When Connecticut tightened handgun laws, gun homicides there fell by 40 percent. Conversely, Missouri loosened handgun laws, and firearm homicides there rose by 25 percent.
In every other sphere of life, we use safety regulations to try — however imperfectly — to reduce death and injury.
For example, the Occupational Safety and Health Administration has seven pages of rules about ladders, which kill 300 people a year. Yet the federal government doesn’t make a serious effort to reduce gun deaths, with a toll more than 100 times as high.
Gun advocates invariably respond: Cars kill as many people as firearms, but we don’t ban cars. No, but automobiles are an excellent example of intelligent regulation that makes lethal products safer.

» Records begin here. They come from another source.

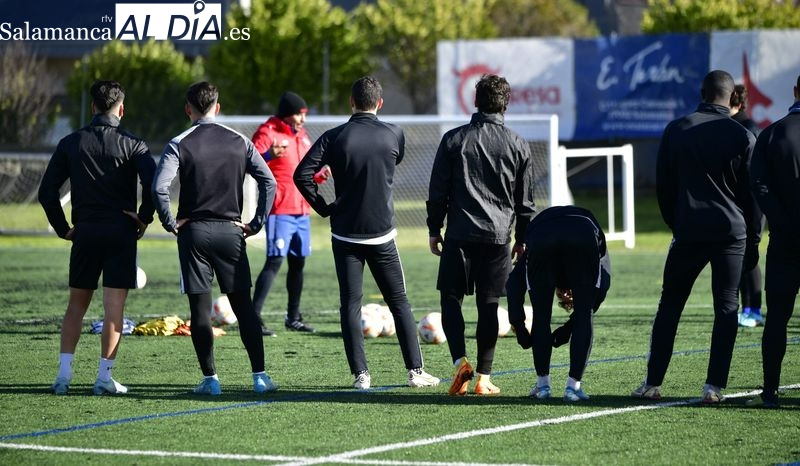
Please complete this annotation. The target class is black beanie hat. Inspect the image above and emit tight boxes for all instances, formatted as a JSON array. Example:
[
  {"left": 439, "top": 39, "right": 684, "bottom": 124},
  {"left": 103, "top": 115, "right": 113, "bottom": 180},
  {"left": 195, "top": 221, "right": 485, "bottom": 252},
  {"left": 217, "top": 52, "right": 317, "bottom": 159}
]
[{"left": 277, "top": 91, "right": 308, "bottom": 118}]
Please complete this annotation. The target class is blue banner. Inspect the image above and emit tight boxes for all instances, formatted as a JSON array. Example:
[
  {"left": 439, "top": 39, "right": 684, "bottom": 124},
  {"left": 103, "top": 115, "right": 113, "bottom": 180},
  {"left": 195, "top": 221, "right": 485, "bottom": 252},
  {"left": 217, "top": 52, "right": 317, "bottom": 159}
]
[{"left": 573, "top": 34, "right": 709, "bottom": 140}]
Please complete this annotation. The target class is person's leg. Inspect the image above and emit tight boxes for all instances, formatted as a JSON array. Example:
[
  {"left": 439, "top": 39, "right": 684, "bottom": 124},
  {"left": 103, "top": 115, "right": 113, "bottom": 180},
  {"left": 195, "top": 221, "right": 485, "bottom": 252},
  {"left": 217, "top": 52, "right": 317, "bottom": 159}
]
[
  {"left": 706, "top": 240, "right": 744, "bottom": 388},
  {"left": 286, "top": 215, "right": 314, "bottom": 332},
  {"left": 286, "top": 254, "right": 306, "bottom": 322},
  {"left": 331, "top": 239, "right": 368, "bottom": 375},
  {"left": 366, "top": 241, "right": 423, "bottom": 370},
  {"left": 436, "top": 244, "right": 469, "bottom": 364},
  {"left": 61, "top": 288, "right": 94, "bottom": 353},
  {"left": 186, "top": 292, "right": 217, "bottom": 377},
  {"left": 475, "top": 291, "right": 499, "bottom": 375},
  {"left": 569, "top": 284, "right": 597, "bottom": 388},
  {"left": 53, "top": 287, "right": 94, "bottom": 394},
  {"left": 227, "top": 289, "right": 264, "bottom": 372},
  {"left": 253, "top": 256, "right": 283, "bottom": 316},
  {"left": 761, "top": 237, "right": 800, "bottom": 401},
  {"left": 645, "top": 238, "right": 709, "bottom": 386}
]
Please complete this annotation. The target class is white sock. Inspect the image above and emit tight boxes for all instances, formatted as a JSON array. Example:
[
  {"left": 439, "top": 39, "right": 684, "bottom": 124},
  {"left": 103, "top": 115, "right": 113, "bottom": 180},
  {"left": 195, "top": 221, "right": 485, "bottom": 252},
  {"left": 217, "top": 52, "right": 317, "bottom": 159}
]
[
  {"left": 97, "top": 358, "right": 114, "bottom": 382},
  {"left": 536, "top": 374, "right": 550, "bottom": 387},
  {"left": 58, "top": 353, "right": 75, "bottom": 380},
  {"left": 567, "top": 377, "right": 581, "bottom": 390}
]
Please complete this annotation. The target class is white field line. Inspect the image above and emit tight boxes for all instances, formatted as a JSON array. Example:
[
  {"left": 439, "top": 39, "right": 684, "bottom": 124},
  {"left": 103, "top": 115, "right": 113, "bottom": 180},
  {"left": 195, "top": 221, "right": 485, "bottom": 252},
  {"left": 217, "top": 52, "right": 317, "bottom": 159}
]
[{"left": 0, "top": 384, "right": 800, "bottom": 466}]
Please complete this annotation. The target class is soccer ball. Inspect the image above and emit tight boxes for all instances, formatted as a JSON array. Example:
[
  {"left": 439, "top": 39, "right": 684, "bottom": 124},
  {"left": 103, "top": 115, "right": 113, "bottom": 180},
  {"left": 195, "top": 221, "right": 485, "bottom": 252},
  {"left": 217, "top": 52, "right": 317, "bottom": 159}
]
[
  {"left": 497, "top": 306, "right": 511, "bottom": 337},
  {"left": 211, "top": 295, "right": 236, "bottom": 325},
  {"left": 417, "top": 312, "right": 447, "bottom": 345},
  {"left": 380, "top": 306, "right": 397, "bottom": 337},
  {"left": 511, "top": 304, "right": 533, "bottom": 333},
  {"left": 136, "top": 267, "right": 147, "bottom": 289},
  {"left": 361, "top": 303, "right": 383, "bottom": 338},
  {"left": 522, "top": 304, "right": 533, "bottom": 333}
]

By my calculations, we’ve reduced the auto fatality rate per 100 million miles driven by more than 95 percent since 1921. This was accomplished through seat belts, air bags, padded dashboards, better bumpers, lighted roads, highway guardrails, graduated licenses for young people, crackdowns on drunken driving, and so on. We haven’t eliminated auto deaths, but we have reduced the toll — and we should do the same with guns.
The gun lobby says that this isn’t a time for politics. But if we can’t learn lessons from tragedies, we’re doomed to repeat them. Massive gun violence is a particularly American horror and is completely unnecessary.
So let’s mourn. But even more important, let’s act.
Nicholas Kristof is a columnist for The New York Times.